Richard Griffin, also known as Professor Griff is a distinguished spoken word artist, and lecturer. However, you may know him best by the founder of the hip hop group Public Enemy.
Professor Griff came to Frostburg State University on February 25, 2013 to speak on behalf of Black History Month. Black History Month is extremely imperative for numerous reasons; and although we may think we are educated and give enough of our recognition, there is so much more to the story. Fortunately, those who attended were able to find out.
In his opening lines, Professor Griff had the audience repeat this statement after him, “Act like it’s impossible to fail”. This quote carried throughout the entirety of his message. Griff began acquainting himself with the audience by starting off with some background information on Public Enemy.
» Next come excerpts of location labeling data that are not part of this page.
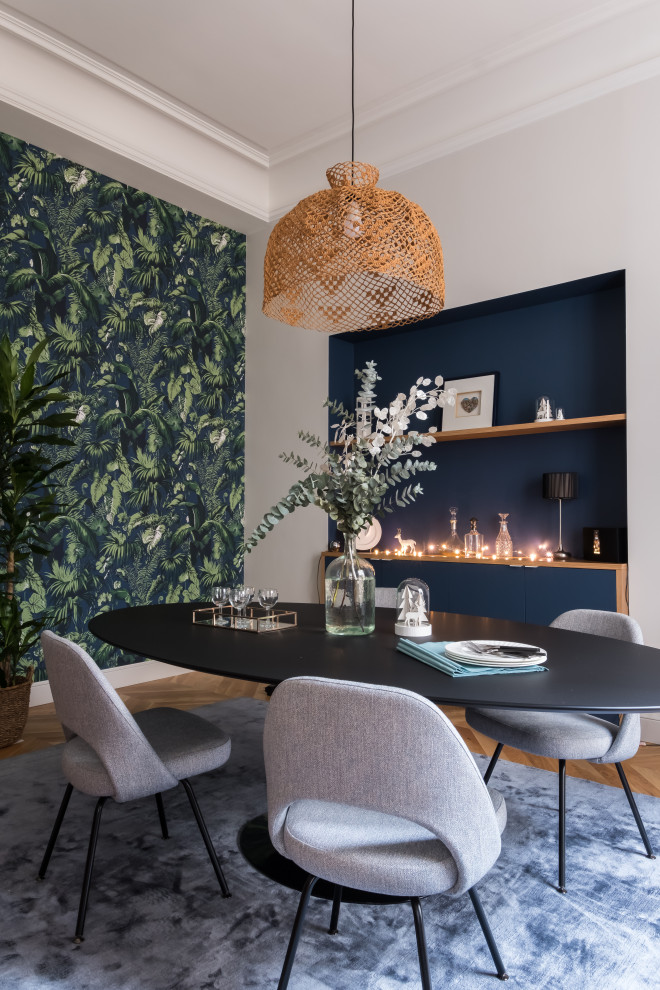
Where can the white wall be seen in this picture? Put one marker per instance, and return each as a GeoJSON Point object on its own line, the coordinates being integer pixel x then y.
{"type": "Point", "coordinates": [573, 195]}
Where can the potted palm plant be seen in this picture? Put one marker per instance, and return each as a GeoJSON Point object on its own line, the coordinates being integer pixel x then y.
{"type": "Point", "coordinates": [29, 430]}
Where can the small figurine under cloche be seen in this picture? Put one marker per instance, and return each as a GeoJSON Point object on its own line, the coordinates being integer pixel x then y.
{"type": "Point", "coordinates": [413, 609]}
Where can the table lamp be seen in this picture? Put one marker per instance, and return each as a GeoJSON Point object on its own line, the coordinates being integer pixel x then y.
{"type": "Point", "coordinates": [560, 485]}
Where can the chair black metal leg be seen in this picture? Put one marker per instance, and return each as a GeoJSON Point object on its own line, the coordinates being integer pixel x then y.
{"type": "Point", "coordinates": [207, 838]}
{"type": "Point", "coordinates": [491, 766]}
{"type": "Point", "coordinates": [488, 935]}
{"type": "Point", "coordinates": [422, 951]}
{"type": "Point", "coordinates": [336, 904]}
{"type": "Point", "coordinates": [161, 816]}
{"type": "Point", "coordinates": [55, 832]}
{"type": "Point", "coordinates": [562, 827]}
{"type": "Point", "coordinates": [635, 811]}
{"type": "Point", "coordinates": [295, 932]}
{"type": "Point", "coordinates": [89, 866]}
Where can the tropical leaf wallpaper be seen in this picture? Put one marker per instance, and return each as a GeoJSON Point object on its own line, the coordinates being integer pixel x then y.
{"type": "Point", "coordinates": [144, 308]}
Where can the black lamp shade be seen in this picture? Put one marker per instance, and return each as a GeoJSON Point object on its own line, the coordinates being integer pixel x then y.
{"type": "Point", "coordinates": [560, 484]}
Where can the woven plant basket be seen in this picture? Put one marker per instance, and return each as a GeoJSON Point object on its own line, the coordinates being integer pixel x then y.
{"type": "Point", "coordinates": [14, 706]}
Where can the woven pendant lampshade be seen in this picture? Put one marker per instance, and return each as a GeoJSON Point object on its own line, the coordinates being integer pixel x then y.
{"type": "Point", "coordinates": [353, 257]}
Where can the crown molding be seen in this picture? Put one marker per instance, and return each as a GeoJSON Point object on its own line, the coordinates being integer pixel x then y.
{"type": "Point", "coordinates": [29, 31]}
{"type": "Point", "coordinates": [507, 122]}
{"type": "Point", "coordinates": [520, 118]}
{"type": "Point", "coordinates": [55, 116]}
{"type": "Point", "coordinates": [436, 84]}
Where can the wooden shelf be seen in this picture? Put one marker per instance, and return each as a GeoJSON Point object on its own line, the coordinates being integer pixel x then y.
{"type": "Point", "coordinates": [527, 429]}
{"type": "Point", "coordinates": [502, 561]}
{"type": "Point", "coordinates": [542, 426]}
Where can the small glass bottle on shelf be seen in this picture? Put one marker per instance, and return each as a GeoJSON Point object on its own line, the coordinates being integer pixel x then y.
{"type": "Point", "coordinates": [453, 542]}
{"type": "Point", "coordinates": [504, 543]}
{"type": "Point", "coordinates": [473, 540]}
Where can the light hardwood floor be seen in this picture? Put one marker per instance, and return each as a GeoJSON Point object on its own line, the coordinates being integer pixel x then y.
{"type": "Point", "coordinates": [191, 690]}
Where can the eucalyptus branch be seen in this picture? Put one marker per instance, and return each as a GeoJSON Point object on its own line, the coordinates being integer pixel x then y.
{"type": "Point", "coordinates": [352, 483]}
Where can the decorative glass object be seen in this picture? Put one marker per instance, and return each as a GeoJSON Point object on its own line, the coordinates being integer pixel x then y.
{"type": "Point", "coordinates": [473, 540]}
{"type": "Point", "coordinates": [453, 541]}
{"type": "Point", "coordinates": [268, 599]}
{"type": "Point", "coordinates": [413, 609]}
{"type": "Point", "coordinates": [504, 543]}
{"type": "Point", "coordinates": [350, 594]}
{"type": "Point", "coordinates": [545, 408]}
{"type": "Point", "coordinates": [219, 597]}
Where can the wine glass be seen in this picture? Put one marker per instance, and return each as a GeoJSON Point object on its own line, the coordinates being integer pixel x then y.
{"type": "Point", "coordinates": [220, 597]}
{"type": "Point", "coordinates": [268, 599]}
{"type": "Point", "coordinates": [239, 598]}
{"type": "Point", "coordinates": [249, 595]}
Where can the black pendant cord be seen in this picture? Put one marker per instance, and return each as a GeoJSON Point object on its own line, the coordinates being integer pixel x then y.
{"type": "Point", "coordinates": [352, 80]}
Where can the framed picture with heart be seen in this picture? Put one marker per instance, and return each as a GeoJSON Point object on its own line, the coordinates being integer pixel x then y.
{"type": "Point", "coordinates": [475, 402]}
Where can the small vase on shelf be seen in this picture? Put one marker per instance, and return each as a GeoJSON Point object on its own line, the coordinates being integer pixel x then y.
{"type": "Point", "coordinates": [453, 542]}
{"type": "Point", "coordinates": [350, 594]}
{"type": "Point", "coordinates": [474, 541]}
{"type": "Point", "coordinates": [504, 543]}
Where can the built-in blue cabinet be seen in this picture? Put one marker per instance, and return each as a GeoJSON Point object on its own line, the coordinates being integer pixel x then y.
{"type": "Point", "coordinates": [566, 341]}
{"type": "Point", "coordinates": [524, 593]}
{"type": "Point", "coordinates": [563, 341]}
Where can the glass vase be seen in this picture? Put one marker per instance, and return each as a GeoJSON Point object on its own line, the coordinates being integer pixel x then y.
{"type": "Point", "coordinates": [474, 540]}
{"type": "Point", "coordinates": [350, 594]}
{"type": "Point", "coordinates": [504, 543]}
{"type": "Point", "coordinates": [453, 542]}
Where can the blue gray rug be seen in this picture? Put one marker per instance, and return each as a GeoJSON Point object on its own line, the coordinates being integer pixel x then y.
{"type": "Point", "coordinates": [156, 919]}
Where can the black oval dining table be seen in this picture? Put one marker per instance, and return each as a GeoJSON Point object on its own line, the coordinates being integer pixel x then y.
{"type": "Point", "coordinates": [585, 673]}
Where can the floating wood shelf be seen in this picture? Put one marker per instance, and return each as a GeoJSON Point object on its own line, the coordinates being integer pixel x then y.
{"type": "Point", "coordinates": [542, 426]}
{"type": "Point", "coordinates": [526, 429]}
{"type": "Point", "coordinates": [591, 565]}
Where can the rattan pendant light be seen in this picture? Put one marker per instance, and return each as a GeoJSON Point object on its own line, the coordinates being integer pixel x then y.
{"type": "Point", "coordinates": [353, 257]}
He explained the group’s overall goal of moving people out of their comfort zone through the meaning of hip-hop. Public Enemy highlighted the reality of politics, slavery, and racism; things that most artists only mocked. Griff transitioned by focusing on the negative revolution of hip-hop and how it has affected society. Griff stated, “Rap is distorting that lens even farther”. Due to hip-hop and rap music today, society is unfamiliar with extremely important history; something that Public Enemy did their best to portray. Unfortunately, society will continue to become even more distant with history if something doesn't change. Professor Griff wants to make that change!
Along with Griff, were items from the Black History 101 Mobile Museum, founded by Khalid el-Hakim. The Black History Mobile Museum is a way to introduce schools, universities, and communities to slavery through hip-hop. Hakim curates his collection of black memorabilia in a 30’x12’ trailer. Griff spoke on the amount of racism in these items, such as Manillas; a pennanular armlet made from bronze or copper which was used to purchase black people. Not slaves, black people. Families would be auctioned off like prizes. Griff then spoke of the murder of fourteen year old Emmett Till, who was shot, beaten, and drown to his death for reportedly flirting with a white woman. There is endless history, but Griff wanted the audience to look deeper and realize that our generation is lost. Griff stated, “It is up to us from this moment forward to determine what’s going on”.
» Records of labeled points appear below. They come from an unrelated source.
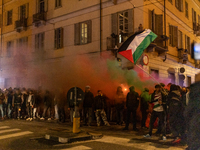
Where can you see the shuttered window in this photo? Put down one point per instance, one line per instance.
(39, 42)
(173, 36)
(58, 37)
(186, 10)
(83, 32)
(9, 49)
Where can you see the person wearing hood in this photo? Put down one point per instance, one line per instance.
(176, 108)
(157, 99)
(88, 103)
(132, 102)
(144, 105)
(119, 103)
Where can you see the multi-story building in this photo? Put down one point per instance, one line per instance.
(42, 38)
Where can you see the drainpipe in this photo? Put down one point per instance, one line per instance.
(165, 22)
(100, 26)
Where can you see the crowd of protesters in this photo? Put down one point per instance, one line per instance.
(175, 111)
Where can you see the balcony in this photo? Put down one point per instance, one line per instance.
(39, 19)
(21, 24)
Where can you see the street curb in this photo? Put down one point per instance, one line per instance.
(90, 136)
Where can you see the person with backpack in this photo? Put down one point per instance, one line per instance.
(132, 103)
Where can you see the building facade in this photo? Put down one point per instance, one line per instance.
(42, 38)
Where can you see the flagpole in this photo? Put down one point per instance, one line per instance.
(147, 73)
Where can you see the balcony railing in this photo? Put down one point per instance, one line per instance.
(39, 17)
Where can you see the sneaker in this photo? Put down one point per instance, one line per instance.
(164, 138)
(147, 136)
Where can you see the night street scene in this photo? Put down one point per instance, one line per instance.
(100, 75)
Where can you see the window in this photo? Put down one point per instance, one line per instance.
(58, 38)
(9, 17)
(170, 1)
(187, 44)
(179, 4)
(180, 39)
(171, 76)
(58, 3)
(22, 43)
(154, 73)
(83, 32)
(23, 11)
(186, 10)
(41, 6)
(122, 25)
(9, 51)
(173, 36)
(39, 42)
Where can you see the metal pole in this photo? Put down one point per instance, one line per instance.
(165, 22)
(100, 26)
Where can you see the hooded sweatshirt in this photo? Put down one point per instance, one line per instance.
(132, 101)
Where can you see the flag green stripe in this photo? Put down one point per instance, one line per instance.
(143, 45)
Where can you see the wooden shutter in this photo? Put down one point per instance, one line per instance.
(77, 34)
(89, 31)
(61, 37)
(115, 23)
(130, 21)
(159, 29)
(175, 36)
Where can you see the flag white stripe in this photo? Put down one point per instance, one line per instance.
(138, 40)
(78, 148)
(4, 127)
(15, 135)
(9, 130)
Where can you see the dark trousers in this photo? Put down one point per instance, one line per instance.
(144, 117)
(119, 115)
(87, 115)
(129, 111)
(160, 116)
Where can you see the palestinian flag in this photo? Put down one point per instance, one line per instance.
(135, 45)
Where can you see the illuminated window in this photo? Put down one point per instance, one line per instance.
(58, 38)
(58, 3)
(186, 10)
(9, 50)
(83, 32)
(9, 17)
(39, 42)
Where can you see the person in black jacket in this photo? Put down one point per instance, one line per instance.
(99, 106)
(192, 117)
(88, 102)
(176, 108)
(48, 100)
(132, 103)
Famous artist today such as Lil Wayne are unmindfully rapping about historical moments. In the remix of his song, Karate Chop, Lil Wayne decided it was a fine idea for his lyrical content to include, “Beat that pussy up like Emmitt Till”. This shocking statement led to extreme controversy, causing a media frenzy. Needless to say the verse ended up being pulled from the song. But why are we so consumed by this music? Griff articulated on how society speaks of everything but the “real history”. Hip-hop music has diverged so far from its origin. It’s all about the money, the appearance, the sex appeal…and yet, we allow it. It’s up to us to make a change!
“We need to define our necessities”, Professor Griff.
After the presentation I spoke with a few students who had attended and asked them what they thought of the message. Jasmyn Bullock said, “I think it was very educational and informal. I learned stuff that I didn't even know about my own race”. Another opinion came from Magdala Louassaint who said, “I think it was very inspirational and educational”. My final conversation was with LaVonne Sauls who said, “It was powerful, and in depth. I like his attitude. He is easy to listen to, and so free spirited. He spoke to us on a level that we can understand”.